Judge of the Supreme Court of Tasmania
- In office 15 March 2005 – 3 November 2017

Personal details
- Born: 1952 (age 73–74) Brisbane, Queensland, Australia
- Education: University of Queensland
- Occupation: Judge, lawyer

= Shan Tennent =

Australian judge

Shan Eve Tennent (born 1952) is a former Australian judge. She was a Judge of the Supreme Court of Tasmania between March 2005 and October 2017, and was the first woman to be appointed to the Court.
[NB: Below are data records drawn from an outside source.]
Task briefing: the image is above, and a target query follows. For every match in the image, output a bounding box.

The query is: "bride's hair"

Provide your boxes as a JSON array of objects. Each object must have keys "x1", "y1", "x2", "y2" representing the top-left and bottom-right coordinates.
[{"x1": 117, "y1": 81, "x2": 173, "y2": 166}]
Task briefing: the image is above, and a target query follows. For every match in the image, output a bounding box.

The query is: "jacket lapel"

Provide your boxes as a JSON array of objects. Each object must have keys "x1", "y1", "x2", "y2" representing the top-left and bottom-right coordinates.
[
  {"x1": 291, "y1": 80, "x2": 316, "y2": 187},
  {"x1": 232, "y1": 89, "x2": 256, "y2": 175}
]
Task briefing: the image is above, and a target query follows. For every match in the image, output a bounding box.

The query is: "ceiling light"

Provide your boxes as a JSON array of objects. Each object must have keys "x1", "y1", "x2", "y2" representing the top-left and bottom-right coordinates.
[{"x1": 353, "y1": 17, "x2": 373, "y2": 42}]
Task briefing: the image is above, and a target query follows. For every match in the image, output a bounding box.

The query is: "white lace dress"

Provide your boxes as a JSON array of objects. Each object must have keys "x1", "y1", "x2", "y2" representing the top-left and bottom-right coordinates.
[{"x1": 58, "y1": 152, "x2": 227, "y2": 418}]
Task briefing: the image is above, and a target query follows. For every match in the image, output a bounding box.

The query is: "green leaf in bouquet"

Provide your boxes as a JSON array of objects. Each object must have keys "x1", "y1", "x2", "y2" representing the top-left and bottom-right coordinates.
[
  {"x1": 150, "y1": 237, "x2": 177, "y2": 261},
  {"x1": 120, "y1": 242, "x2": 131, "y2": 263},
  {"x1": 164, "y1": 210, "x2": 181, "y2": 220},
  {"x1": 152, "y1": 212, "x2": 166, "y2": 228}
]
Tennent studied law at the University of Queensland, subsequently moving to Tasmania in 1977. She practised law in Hobart, specialising in family law cases, and worked as a partner at Hobart firm Page Seager for fifteen years. In 1998 she was appointed as both a magistrate and a coroner, leading to her high-profile 2001 inquest into prisoner deaths in custody at Risdon Prison, the state's largest prison. The subsequent report resulted in a number of sackings, and ultimately led to the decision to completely rebuild the prison.

Tennent was appointed to the Supreme Court of Tasmania on 15 March 2005 by Governor William Cox, making her the first woman to sit on the court in its 180-year history. Tennent retired with effect on 3 November 2017. In March 2019 Tennent was inducted into the Tasmanian Honour Roll of Women for "service to justice and human rights".